Michael Kors Fall 2004 Collection - photo by Randy Brooke
Michael Kors Fall 2004 Collection



Women's sexuality has experienced an identity crisis for the past two fashion seasons. In Fall 2004 we saw RTW take a semi-androgynous direction with a severe and arrogant attitude - reintroducing fashion's obsession with women dressing in men's clothing or girls pretending to be boys, while prepossessing a tough and powerful masculine attitude. At Gucci, the modern woman was Trinity from the Matrix - slicked back hair, neutral lips and dark eyes, dressed in black and white, all leather boots and gloves or in contrast the sexed up vamp sporting a sheer black lace dress with garters perfectly prepared for a Helmut Newton shoot. At Dior, John Galliano's exploration of fetish came dressed in second-skin laced-up PVC, where women were sex robots with Kabuki faces, akin to drag queens in disguise.

Karl Lagerfeld, always with an ear to the ground watching the subversive sexuality and themes in pop culture, had clear cut juxtapositions of half man-half woman models stalking the catwalks for his Lagerfeld Gallery collection. Models in teeny minis, sharp stiletto ankle boots were topped off with constricting super starched shirts and Edwardian style collars. Skinny leather ties and cropped broad shouldered jackets finished the look. Michael Kors left behind his traditional high class concepts and delved into rock n' roll biker chicks clad in black leather, playing with outsized proportions up top and slim silhouettes below the waist. Dolce & Gabbana saw Naomi Campbell as a Dandy in pantsuit and Day-Glo accessories. Even the more traditional Ralph Lauren and Oscar de la Renta chose the girls as boys theme with an Oliver Twist old world sensibility. Miuccia Prada always one to mix up male and female elements chose tweeds, men's shirting, pinstripe pants and man-sized sweaters mixed in with 50s circle skirts and her futuristic explorations of computer generated prints for her signature collection.
 YSL Fall 2004 Collection.
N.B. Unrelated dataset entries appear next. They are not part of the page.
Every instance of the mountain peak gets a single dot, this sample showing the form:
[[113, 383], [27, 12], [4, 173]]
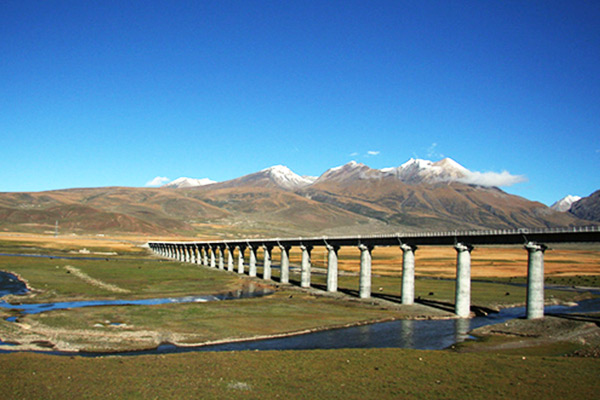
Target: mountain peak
[[184, 182], [565, 203], [349, 172], [418, 170], [286, 178]]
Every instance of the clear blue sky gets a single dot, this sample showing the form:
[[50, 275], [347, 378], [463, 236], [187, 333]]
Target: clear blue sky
[[103, 93]]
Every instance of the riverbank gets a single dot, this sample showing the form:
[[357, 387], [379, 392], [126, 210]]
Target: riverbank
[[317, 374]]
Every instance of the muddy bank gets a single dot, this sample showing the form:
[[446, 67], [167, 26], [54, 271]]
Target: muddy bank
[[580, 331]]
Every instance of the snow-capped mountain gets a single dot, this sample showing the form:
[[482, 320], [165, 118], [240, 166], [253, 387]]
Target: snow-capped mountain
[[188, 182], [565, 203], [412, 172], [349, 172], [417, 170], [277, 176], [284, 177]]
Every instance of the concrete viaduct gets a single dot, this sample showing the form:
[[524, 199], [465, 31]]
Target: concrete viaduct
[[211, 253]]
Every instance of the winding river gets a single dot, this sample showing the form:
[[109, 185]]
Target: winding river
[[411, 334]]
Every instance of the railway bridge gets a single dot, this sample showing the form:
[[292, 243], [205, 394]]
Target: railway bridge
[[213, 254]]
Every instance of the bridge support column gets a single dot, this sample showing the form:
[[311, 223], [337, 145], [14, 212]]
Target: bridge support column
[[192, 250], [213, 261], [221, 257], [198, 255], [364, 285], [332, 272], [285, 264], [230, 258], [252, 262], [180, 255], [267, 262], [305, 266], [463, 280], [205, 258], [241, 250], [535, 280], [408, 273]]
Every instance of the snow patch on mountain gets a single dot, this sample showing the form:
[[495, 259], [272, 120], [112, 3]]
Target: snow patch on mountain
[[188, 182], [348, 172], [565, 203], [286, 178]]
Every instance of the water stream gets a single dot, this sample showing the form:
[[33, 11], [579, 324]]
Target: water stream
[[413, 334]]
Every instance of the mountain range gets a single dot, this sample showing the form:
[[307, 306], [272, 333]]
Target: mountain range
[[353, 198]]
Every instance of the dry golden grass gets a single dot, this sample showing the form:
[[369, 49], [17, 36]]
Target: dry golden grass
[[489, 262]]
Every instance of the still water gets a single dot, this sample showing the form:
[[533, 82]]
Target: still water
[[410, 334]]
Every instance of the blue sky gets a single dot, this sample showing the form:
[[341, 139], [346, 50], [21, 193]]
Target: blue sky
[[107, 93]]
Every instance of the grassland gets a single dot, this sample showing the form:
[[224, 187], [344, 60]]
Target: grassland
[[495, 369]]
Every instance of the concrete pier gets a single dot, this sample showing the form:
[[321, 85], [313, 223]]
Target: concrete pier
[[535, 280], [285, 264], [364, 285], [252, 262], [305, 267], [463, 280], [332, 270], [213, 263], [205, 256], [230, 250], [181, 256], [221, 257], [408, 273], [196, 255], [241, 250], [267, 262], [186, 254]]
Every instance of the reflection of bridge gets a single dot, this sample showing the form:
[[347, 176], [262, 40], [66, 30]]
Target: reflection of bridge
[[533, 240]]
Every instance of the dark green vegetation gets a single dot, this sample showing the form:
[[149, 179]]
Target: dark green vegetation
[[502, 370], [339, 374]]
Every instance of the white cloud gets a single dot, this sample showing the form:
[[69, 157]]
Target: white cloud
[[503, 178], [158, 181], [432, 152]]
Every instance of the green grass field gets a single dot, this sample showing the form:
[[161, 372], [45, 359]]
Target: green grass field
[[516, 373]]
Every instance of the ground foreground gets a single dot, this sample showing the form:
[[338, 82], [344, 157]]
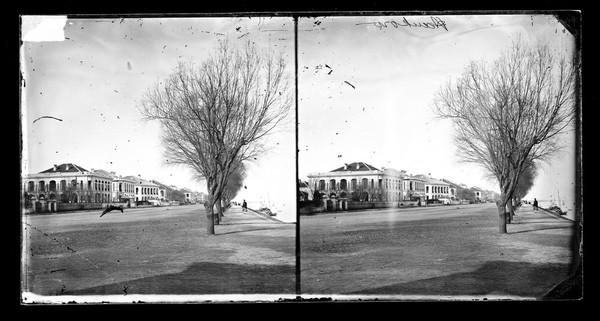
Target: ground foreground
[[156, 251], [450, 252]]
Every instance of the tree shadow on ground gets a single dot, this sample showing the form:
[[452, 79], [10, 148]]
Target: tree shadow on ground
[[207, 278], [245, 230], [497, 277], [541, 229]]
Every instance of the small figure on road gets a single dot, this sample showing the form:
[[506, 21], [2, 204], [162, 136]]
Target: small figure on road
[[111, 208]]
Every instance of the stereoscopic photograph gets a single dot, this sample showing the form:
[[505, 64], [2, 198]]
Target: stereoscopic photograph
[[299, 156]]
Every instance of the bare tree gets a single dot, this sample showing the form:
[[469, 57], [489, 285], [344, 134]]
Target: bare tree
[[510, 112], [524, 185], [214, 115], [234, 184]]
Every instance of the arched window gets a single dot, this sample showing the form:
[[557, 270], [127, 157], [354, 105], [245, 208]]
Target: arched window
[[332, 184]]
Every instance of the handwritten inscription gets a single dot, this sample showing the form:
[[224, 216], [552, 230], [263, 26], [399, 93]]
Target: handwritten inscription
[[432, 23]]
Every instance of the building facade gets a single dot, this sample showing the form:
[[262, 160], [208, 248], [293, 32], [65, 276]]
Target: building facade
[[435, 188], [359, 181], [123, 189], [144, 190], [414, 188], [69, 183]]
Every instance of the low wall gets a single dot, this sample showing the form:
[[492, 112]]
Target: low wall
[[355, 205], [309, 209], [61, 207], [408, 203]]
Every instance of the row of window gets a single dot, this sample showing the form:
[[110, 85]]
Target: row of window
[[123, 187], [147, 190], [414, 186], [98, 185], [75, 198], [438, 189], [365, 183]]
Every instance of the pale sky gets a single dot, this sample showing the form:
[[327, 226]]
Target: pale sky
[[96, 76], [386, 119]]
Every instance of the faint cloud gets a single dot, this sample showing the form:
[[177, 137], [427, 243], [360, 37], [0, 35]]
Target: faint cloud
[[43, 28]]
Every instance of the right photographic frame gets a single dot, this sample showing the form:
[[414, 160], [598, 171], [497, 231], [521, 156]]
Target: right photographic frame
[[439, 156]]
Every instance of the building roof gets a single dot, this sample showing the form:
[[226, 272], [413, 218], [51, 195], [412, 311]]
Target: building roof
[[65, 168], [431, 180], [355, 167], [139, 181], [103, 173]]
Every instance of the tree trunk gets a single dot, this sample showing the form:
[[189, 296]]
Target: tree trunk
[[210, 222], [501, 205], [219, 216]]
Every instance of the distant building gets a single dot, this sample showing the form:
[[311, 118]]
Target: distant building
[[359, 181], [414, 188], [164, 191], [144, 190], [123, 189], [435, 188], [305, 192], [69, 183], [453, 189]]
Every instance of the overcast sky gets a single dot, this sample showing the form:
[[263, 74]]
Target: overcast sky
[[94, 79], [365, 93], [366, 90]]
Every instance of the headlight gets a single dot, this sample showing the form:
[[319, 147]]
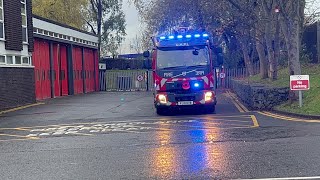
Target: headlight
[[208, 96], [162, 99]]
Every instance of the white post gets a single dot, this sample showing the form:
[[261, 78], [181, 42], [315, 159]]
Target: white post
[[300, 98], [318, 40]]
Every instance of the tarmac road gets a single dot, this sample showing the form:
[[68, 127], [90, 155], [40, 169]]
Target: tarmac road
[[117, 135]]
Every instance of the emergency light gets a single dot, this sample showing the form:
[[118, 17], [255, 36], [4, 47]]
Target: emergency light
[[188, 36]]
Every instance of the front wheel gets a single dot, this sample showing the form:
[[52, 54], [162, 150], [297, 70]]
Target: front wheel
[[160, 111], [211, 109]]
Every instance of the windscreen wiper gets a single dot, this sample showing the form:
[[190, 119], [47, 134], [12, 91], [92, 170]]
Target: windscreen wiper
[[174, 67]]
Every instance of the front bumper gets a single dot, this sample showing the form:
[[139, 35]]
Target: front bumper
[[194, 99]]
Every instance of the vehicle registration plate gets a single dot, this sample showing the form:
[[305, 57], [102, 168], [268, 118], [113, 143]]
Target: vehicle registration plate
[[184, 103]]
Photo by Randy Brooke
YSL Spring 2004 Collection
In sharp contrast Spring 2004 with its frou frou femininity and the reintroduction of 50s conservative Republican sensibilities, featured some decidedly quirky embellishments to make it all seem new. Whether it meant purifying women as virginal embodiments of virtue or frilly girlishness with fashions that leave behind the overtly masculine tendencies seen in the fall collections, designers chose to display women in all their soft sensuality without the unabashed sexiness found in scandalous flesh-flaunting silhouettes, which Miuccia Prada coined “the desperation of sexy,” of past seasons. Even Donatella Versace, always one to push the envelope in sex appeal, went from her fall musings of monochromatic slick skinny pant suits and rocker fringe to an explosion of vibrant flowers and more conservative (as conservative as a Versace girl can get that is) chiffon dresses and skirt suits.
 Gucci Fall 2004 Collection - photo by Randy Brooke
Gucci Fall 2004 Collection
At Chanel - where there once were motorcycle riding mademoiselles in a black and white palette of dresses and denim accented by leathery legs and motocross boots - for spring Lagerfeld's Chanel visions included crochet, pastel pink tweed, bushels of roses and colorful polka dot prints. Looks so sweet they inspired toothaches! Tom Ford undid his sexy femmes fatales and chose more sporty bambine in slouchy tees and side striped track pants, highlighting sexy cropped and expertly tailored supple jackets. John Galliano's epitome of feminine was Marlene Dietrich as only he can interpret, in satin suits, tattoo body stockings, garters and corsets, substantially toned down from past sex antics. D&G replaced their PVC wearing models from fall with a parade of reinterpreted stereotypes, ranging from the cheerleader to gingham clad southern baby dolls fresh from Middle America's farms. They did the same for the signature Dolce & Gabbana collection in a pretty mix of Pucci and Pulitzer prints - gone was the over sexed attitude of the past season.
  With all the contrasting explorations of extreme sexual identities within feminine fashion, what was missed was a social undercurrent and tug of war being played out behind the fashion seams and in the media. The validity of gay marriages came into question. Showtime's launch of The "L" Word, and Sex and the City's final season along with a scandalous half-time show during America's most watched TV moment, heralded a changing perception of what will be considered sexually provocative in content, excluding nudity, for future generations. The most recent Chanel couture show whispered of this changing look which if taken and explored would re-inspire fashion’s themes for women.